To change cat to dog we use the following expression:

$ echo 'cat' | trre 'c:da:ot:g'

dog

A more readable version:

$ echo 'cat' | trre '(cat):(dog)'

dog

It can be used like sed to replace all matches in a string:

$ echo 'Mary had a little lamb.' | trre '(lamb):(cat)'

Mary had a little cat.

Deletion:

$ echo 'xor' | trre '(x:)or'

or

The expression (x:) could be interpreted as of translation of x to an empty string.

Insertion:

$ echo 'or' | trre '(:x)or'

xor

We could think of the expression (:x) as of translation of an empty string into x.

Regex over transductions

As for normal regular expression we could use alternations with | symbol:

$ echo 'cat dog' | trre 'c:bat|d:hog'

bat hog

Or use the star over trre to repeat the transformation:

$ echo 'catcatcat' | trre '((cat):(dog))*'

dogdogdog

In the default scan mode, star can be omitted:

$ echo 'catcatcat' | trre '(cat):(dog)'

dogdogdog

You can also use the star in the left part to "consume" a pattern infinitely:

$ echo 'catcatcat' | trre '(cat)*:(dog)'

dog

Danger zone

Avoid using * or + in the right part, as it can cause infinite loops:

$ echo '' | trre ':a*'      # <- do NOT do this

...

Instead, use finite iterations:

$ echo '' | trre ':(repeat-10-times){10}'

repeat-10-timesrepeat-10-timesrepeat-10-timesrepeat-10-timesrepeat-10-timesrepeat-10-timesrepeat-10-timesrepeat-10-timesrepeat-10-timesrepeat-10-times

Range transformations

Transform ranges of characters:

$ echo "regular expressions" | trre  "[a:A-z:Z]"

REGULAR EXPRESSIONS

As more complex example, lets create a toy cipher. Below is the Caesar cipher(1) implementation:

$ echo 'caesar cipher' | trre '[a:b-y:zz:a]'

dbftbs djqifs

And decrypt it back:

$ echo 'dbftbs djqifs' | trre '[a:zb:a-y:x]'

caesar cipher

Generators

trre can generate multiple output strings for a single input. By default, it uses the first possible match. You can also generate all possible outputs.

Binary sequences:

$ echo '' | trre -ma ':(0|1){3}'

000
001
010
011
100
101
110
111

Subsets:

$ echo '' | trre -ma ':(0|1){,3}?'


0
00
000
001
01
010
011
1
10
100
101
11
110
111

Language specification

Informally, we define a trre as a pair pattern-to-match:pattern-to-generate. The pattern-to-match can be a string or regexp. The pattern-to-generate normally is a string. But it can be a regex as well. Moreover, we can do normal regular expression over these pairs.

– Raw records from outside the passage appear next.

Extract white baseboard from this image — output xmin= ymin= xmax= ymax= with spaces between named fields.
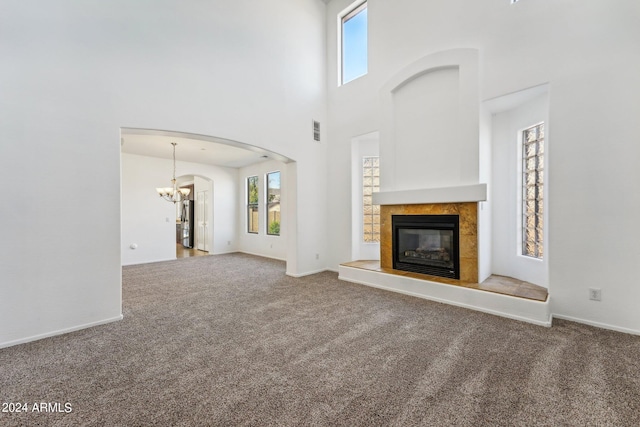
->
xmin=122 ymin=257 xmax=176 ymax=266
xmin=552 ymin=314 xmax=640 ymax=336
xmin=0 ymin=315 xmax=124 ymax=349
xmin=286 ymin=268 xmax=328 ymax=278
xmin=210 ymin=250 xmax=237 ymax=255
xmin=238 ymin=251 xmax=286 ymax=262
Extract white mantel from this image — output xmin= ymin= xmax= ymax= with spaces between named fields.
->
xmin=372 ymin=184 xmax=487 ymax=206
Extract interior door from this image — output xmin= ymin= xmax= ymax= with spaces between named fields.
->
xmin=196 ymin=190 xmax=208 ymax=251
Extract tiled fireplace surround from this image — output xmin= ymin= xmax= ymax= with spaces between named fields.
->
xmin=380 ymin=202 xmax=478 ymax=283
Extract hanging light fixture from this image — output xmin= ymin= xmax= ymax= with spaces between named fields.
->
xmin=156 ymin=142 xmax=191 ymax=203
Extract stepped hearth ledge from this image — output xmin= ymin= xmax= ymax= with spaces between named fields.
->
xmin=341 ymin=182 xmax=551 ymax=326
xmin=372 ymin=183 xmax=487 ymax=205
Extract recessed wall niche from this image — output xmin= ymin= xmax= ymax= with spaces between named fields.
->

We can specify a smiplified grammar of trre as following:

TRRE    <- TRRE* TRRE|TRRE TRRE.TRRE
TRRE    <- REGEX REGEX:REGEX

Where REGEX is a usual regular expression, and . stands for concatenation.

For now I consider the operator : as non-associative and the expression TRRE:TRRE as unsyntactical. There is a natural meaning for this expression as a composition of relations defined by **trre**s. But it can make things too complex. Maybe I change this later.

Why it works

Under the hood, trre constructs a special automaton called a Finite State Transducer (FST), which is similar to a Finite State Automaton (FSA) used in normal regular expressions but handles input-output pairs instead of plain strings.

Key differences:

  • trre defines a binary relation between two regular languages.

  • It uses FSTs instead of FSAs for inference.

  • It supports on-the-fly determinization for performance (experimental and under construction!).

To justify the laguage of trunsductive regular expression we need to prove the correspondence between trre expressions and the corresponding FSTs. There is my sketch of a the proof: theory.pdf.

Design choices and open questions

There are tons of decisions:

  • Associativity of :. The : symbol is non-associative, meaning a:b:c is invalid in the current version. There is a natural meaning of transducer composition but it could make things too complicated. Alternative syntaxes (e.g., > and <) could be explored.

  • Precedence of :. The priority of : in expressions needs clarification.

  • Implicit Epsilon: should there be an explicit symbol?

Modes and greediness

trre supports two modes:

  • Scan Mode (default): Applies transformations sequentially.

  • Match Mode: Checks the entire string against the expression (use -m flag).

Use -a to generate all possible outputs.

The ? modifier makes *, +, and {,} operators non-greedy:

$ echo '<cat><dog>' | trre '<(.:)*>'

<>

$ echo '<cat><dog>' | trre '<(.:)*?>'

<><>

Determinization

The important part of the modern regex engines is determinization. This routine converts the non-deterministic automata to the deterministic one. Once converted it has linear time inference on the input string length. It is handy but the convertion is exponential in the worst case.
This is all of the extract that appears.